The program runs for a bit and then I get this error:

Fri Mar  4 15:18:01 2022: The first Annotation finished!
Fri Mar  4 15:18:01 2022: The second Annotation finished!
multiprocessing.pool.RemoteTraceback:
"""
Traceback (most recent call last):
  File "/home/dfermin/.conda/envs/scout/lib/python3.10/multiprocessing/pool.py", line 125, in worker
    result = (True, func(*args, **kwds))
  File "/nfs/scratch/projects/dfermin.scRNAseq_genotyping/bin/../SCOUT.git/bin/SCOUT.py", line 30, in WorkPip
    PipEST.MakeCandidateDf(chrom, Start, End)
  File "/nfs/scratch/projects/dfermin.scRNAseq_genotyping/SCOUT.git/source/Calculate/Candidate.py", line 296, in MakeCandidateDf
    self.GetCutoffSimple()
  File "/nfs/scratch/projects/dfermin.scRNAseq_genotyping/SCOUT.git/source/Calculate/Candidate.py", line 316, in GetCutoffSimple
    estimator.fit(pd.DataFrame(MixDf['RawRate']))
  File "/home/dfermin/.conda/envs/scout/lib/python3.10/site-packages/sklearn/cluster/_agglomerative.py", line 917, in fit
    X = self._validate_data(X, ensure_min_samples=2, estimator=self)
  File "/home/dfermin/.conda/envs/scout/lib/python3.10/site-packages/sklearn/base.py", line 566, in _validate_data
    X = check_array(X, **check_params)
  File "/home/dfermin/.conda/envs/scout/lib/python3.10/site-packages/sklearn/utils/validation.py", line 805, in check_array
    raise ValueError(
ValueError: Found array with 1 sample(s) (shape=(1, 1)) while a minimum of 2 is required by AgglomerativeClustering.
"""

The above exception was the direct cause of the following exception:

Traceback (most recent call last):
  File "/nfs/scratch/projects/dfermin.scRNAseq_genotyping/bin/../SCOUT.git/bin/SCOUT.py", line 169, in <module>
    main(sys.argv[1:])
  File "/nfs/scratch/projects/dfermin.scRNAseq_genotyping/bin/../SCOUT.git/bin/SCOUT.py", line 147, in main
    res = ResultPool[k].get()
  File "/home/dfermin/.conda/envs/scout/lib/python3.10/multiprocessing/pool.py", line 771, in get
    raise self._value
ValueError: Found array with 1 sample(s) (shape=(1, 1)) while a minimum of 2 is required by AgglomerativeClustering.

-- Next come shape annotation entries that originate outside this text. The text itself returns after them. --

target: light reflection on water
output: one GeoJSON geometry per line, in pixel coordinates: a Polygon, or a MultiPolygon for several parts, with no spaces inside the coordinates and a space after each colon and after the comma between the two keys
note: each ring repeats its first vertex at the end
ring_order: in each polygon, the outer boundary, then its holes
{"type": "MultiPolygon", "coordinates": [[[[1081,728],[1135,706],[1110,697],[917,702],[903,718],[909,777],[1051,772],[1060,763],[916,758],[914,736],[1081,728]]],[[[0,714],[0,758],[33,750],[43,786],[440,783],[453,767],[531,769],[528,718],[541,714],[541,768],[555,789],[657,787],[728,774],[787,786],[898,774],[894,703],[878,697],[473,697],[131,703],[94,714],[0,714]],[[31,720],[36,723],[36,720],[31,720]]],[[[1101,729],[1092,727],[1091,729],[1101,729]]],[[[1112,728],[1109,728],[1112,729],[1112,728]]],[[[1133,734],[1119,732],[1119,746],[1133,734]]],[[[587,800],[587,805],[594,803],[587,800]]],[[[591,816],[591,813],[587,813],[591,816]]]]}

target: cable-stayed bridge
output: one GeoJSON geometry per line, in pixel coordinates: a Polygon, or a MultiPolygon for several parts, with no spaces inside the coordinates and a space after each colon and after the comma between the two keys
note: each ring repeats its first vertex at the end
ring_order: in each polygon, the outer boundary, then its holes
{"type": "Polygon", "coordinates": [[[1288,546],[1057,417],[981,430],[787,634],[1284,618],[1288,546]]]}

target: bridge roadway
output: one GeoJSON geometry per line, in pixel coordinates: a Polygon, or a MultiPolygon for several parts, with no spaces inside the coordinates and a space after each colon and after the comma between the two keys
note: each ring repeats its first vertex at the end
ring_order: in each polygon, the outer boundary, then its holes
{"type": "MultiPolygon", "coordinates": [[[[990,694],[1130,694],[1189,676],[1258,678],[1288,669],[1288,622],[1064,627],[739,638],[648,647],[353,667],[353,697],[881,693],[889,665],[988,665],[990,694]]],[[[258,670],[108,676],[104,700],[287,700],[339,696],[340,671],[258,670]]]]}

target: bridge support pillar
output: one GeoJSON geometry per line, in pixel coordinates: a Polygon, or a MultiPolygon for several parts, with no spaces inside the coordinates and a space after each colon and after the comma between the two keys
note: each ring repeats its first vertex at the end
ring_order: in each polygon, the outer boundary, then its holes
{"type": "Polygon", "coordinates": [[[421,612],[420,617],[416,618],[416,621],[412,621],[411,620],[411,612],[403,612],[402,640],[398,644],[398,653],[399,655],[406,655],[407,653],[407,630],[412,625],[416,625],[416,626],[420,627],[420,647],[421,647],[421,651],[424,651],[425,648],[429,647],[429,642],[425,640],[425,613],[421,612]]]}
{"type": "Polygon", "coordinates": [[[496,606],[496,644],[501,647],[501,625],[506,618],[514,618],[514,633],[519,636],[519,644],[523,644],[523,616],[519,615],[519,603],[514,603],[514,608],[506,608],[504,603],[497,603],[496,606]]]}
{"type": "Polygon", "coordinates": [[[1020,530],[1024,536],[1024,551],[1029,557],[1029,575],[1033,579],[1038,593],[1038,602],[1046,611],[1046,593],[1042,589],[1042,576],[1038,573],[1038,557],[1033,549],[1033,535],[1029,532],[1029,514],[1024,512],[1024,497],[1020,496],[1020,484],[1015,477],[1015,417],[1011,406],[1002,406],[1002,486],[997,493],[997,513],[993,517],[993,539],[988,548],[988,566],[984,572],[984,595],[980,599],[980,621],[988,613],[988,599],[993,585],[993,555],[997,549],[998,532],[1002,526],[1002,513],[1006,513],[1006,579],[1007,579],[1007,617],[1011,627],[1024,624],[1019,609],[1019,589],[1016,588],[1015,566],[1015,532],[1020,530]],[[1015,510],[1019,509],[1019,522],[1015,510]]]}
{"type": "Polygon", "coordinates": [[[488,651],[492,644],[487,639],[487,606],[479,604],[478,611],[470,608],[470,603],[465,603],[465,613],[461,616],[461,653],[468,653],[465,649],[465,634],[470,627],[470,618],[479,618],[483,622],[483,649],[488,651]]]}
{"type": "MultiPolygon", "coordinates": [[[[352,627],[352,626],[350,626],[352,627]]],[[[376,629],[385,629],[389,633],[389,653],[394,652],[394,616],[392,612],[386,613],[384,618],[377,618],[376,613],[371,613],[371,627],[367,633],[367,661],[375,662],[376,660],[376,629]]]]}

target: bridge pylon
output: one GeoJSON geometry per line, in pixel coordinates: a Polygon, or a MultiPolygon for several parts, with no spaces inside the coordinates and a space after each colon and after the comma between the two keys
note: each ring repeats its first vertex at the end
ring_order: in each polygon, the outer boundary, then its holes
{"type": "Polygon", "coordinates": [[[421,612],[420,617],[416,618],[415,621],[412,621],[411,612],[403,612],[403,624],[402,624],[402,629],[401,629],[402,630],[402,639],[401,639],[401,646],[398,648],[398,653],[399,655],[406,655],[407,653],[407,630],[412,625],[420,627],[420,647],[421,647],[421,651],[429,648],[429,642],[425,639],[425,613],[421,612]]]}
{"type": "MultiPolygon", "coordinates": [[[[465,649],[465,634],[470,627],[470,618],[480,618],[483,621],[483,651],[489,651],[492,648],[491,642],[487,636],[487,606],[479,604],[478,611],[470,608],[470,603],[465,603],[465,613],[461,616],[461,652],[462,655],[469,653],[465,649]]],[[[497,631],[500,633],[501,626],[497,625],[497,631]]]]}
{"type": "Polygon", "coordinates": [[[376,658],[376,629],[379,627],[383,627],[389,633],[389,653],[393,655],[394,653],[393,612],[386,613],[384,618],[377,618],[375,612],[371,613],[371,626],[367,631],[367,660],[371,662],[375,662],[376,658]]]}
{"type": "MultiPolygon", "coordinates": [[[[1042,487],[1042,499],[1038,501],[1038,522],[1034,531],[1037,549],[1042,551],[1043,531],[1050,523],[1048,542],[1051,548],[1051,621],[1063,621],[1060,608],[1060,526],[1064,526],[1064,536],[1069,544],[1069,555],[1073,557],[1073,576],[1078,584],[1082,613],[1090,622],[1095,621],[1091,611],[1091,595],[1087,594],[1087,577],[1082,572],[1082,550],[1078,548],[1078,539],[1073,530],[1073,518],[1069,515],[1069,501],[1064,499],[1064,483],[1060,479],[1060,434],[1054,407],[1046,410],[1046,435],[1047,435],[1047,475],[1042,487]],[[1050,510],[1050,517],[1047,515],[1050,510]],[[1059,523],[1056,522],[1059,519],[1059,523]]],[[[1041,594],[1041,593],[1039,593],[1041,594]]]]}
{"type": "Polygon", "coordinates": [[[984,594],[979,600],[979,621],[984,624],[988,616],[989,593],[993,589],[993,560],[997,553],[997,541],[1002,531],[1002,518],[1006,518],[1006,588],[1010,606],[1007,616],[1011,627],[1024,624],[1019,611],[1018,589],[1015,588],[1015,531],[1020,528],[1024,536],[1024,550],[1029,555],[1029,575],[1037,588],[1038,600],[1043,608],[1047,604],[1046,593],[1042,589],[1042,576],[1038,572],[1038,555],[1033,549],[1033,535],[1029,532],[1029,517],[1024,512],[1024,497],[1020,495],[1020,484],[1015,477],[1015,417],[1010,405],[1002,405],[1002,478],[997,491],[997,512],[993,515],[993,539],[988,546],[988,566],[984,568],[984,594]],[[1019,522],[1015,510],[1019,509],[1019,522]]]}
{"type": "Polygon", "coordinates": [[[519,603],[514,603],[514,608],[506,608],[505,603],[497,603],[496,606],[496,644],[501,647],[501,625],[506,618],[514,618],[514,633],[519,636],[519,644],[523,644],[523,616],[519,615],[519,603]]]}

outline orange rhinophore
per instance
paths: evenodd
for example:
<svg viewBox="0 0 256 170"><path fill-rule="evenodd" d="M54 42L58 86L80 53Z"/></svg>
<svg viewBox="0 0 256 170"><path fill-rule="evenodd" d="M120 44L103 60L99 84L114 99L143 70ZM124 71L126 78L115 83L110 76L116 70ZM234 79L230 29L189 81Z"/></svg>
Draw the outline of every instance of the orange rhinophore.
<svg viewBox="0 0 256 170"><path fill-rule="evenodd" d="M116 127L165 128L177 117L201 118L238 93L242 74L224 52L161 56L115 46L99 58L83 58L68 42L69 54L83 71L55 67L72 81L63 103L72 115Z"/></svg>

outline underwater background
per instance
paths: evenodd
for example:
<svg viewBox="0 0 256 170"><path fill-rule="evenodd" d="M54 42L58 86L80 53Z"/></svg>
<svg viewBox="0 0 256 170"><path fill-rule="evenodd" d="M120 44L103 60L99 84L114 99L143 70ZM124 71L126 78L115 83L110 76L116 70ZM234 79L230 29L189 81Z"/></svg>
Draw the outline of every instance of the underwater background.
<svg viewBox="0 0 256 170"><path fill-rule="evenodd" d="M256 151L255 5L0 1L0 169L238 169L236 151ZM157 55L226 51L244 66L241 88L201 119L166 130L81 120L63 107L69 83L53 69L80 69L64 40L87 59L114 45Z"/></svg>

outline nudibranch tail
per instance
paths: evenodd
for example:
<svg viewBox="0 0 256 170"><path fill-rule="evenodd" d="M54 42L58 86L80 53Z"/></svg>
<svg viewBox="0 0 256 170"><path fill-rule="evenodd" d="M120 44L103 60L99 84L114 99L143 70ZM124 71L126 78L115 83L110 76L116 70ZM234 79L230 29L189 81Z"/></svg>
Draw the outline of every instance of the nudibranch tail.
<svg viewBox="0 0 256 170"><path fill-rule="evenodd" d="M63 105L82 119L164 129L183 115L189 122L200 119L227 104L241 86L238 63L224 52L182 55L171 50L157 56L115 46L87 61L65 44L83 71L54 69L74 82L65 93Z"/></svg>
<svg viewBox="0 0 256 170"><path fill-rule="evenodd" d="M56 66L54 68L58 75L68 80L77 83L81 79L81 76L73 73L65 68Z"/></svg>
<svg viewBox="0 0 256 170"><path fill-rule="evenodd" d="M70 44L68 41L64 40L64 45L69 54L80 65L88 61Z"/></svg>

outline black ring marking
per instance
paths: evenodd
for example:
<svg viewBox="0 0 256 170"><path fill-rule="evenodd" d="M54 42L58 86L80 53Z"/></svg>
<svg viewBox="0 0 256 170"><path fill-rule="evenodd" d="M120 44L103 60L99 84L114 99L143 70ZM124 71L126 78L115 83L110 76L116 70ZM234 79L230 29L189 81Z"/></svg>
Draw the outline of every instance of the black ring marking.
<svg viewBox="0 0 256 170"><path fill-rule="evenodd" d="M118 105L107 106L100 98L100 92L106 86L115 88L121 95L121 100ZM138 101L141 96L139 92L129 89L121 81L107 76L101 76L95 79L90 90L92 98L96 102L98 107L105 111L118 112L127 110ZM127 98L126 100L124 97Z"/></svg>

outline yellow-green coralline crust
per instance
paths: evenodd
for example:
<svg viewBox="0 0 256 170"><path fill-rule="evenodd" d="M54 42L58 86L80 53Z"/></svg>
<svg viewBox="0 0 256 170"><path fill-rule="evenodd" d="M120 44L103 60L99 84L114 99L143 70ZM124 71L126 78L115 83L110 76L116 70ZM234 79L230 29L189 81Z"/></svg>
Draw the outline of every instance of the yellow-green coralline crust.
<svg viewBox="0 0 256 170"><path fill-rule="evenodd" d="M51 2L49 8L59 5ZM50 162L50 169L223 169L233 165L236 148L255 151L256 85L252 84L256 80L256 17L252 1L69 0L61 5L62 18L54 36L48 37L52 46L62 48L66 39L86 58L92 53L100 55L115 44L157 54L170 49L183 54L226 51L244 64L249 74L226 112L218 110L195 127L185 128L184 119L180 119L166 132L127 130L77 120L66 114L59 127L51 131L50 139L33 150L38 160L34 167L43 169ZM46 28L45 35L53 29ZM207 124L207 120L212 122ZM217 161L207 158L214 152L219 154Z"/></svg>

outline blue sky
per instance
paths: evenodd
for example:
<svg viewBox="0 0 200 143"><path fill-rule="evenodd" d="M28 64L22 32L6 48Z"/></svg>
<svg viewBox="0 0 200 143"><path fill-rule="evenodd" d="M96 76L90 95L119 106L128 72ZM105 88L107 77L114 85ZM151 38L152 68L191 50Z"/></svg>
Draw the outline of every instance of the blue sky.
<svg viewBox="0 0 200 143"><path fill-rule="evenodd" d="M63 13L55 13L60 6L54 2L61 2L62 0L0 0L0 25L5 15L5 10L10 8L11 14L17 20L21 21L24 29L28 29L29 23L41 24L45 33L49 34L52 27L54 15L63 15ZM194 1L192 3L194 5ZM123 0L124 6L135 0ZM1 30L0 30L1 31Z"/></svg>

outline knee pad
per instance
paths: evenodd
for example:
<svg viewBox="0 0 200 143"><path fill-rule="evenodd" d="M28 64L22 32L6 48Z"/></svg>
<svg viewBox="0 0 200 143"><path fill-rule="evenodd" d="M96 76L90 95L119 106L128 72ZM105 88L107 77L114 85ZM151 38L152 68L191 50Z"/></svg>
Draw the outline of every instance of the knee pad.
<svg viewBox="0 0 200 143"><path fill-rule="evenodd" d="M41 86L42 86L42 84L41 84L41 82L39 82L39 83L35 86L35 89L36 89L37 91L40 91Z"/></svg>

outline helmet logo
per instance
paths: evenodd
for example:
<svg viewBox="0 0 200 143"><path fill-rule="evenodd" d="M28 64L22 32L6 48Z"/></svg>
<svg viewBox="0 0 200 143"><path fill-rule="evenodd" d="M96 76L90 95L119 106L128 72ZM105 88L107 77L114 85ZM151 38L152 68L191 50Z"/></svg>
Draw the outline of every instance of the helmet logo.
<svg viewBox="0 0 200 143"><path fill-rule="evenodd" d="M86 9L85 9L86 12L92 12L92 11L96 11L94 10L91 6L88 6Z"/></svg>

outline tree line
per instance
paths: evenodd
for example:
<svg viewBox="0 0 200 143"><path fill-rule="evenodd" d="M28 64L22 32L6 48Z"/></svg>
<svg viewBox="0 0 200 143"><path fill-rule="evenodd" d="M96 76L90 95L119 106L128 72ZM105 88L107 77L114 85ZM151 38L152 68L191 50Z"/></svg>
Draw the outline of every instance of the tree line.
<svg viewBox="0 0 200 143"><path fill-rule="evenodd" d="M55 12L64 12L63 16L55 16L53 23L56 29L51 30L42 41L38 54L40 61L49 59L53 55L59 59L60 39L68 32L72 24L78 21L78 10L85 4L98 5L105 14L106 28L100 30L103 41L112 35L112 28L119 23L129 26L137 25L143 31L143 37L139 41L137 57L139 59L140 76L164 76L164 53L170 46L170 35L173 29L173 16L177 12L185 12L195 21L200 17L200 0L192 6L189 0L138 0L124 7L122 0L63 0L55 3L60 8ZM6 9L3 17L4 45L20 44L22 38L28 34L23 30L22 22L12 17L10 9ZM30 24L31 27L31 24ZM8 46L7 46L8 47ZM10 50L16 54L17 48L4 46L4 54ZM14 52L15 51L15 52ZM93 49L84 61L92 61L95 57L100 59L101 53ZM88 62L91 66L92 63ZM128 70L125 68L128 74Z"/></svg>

This happens with both SCOUT scripts. Any suggestion on how to fix it?

Thanks

Goatofmountain commented 2 years ago

Hello, I've tried to run SCOUT on single-cell WGS or bulk WGS data, and the pipline is OK. Would you mind to provide one of your bam file for me to reproduce this error ?

Thanks, Kailing Tu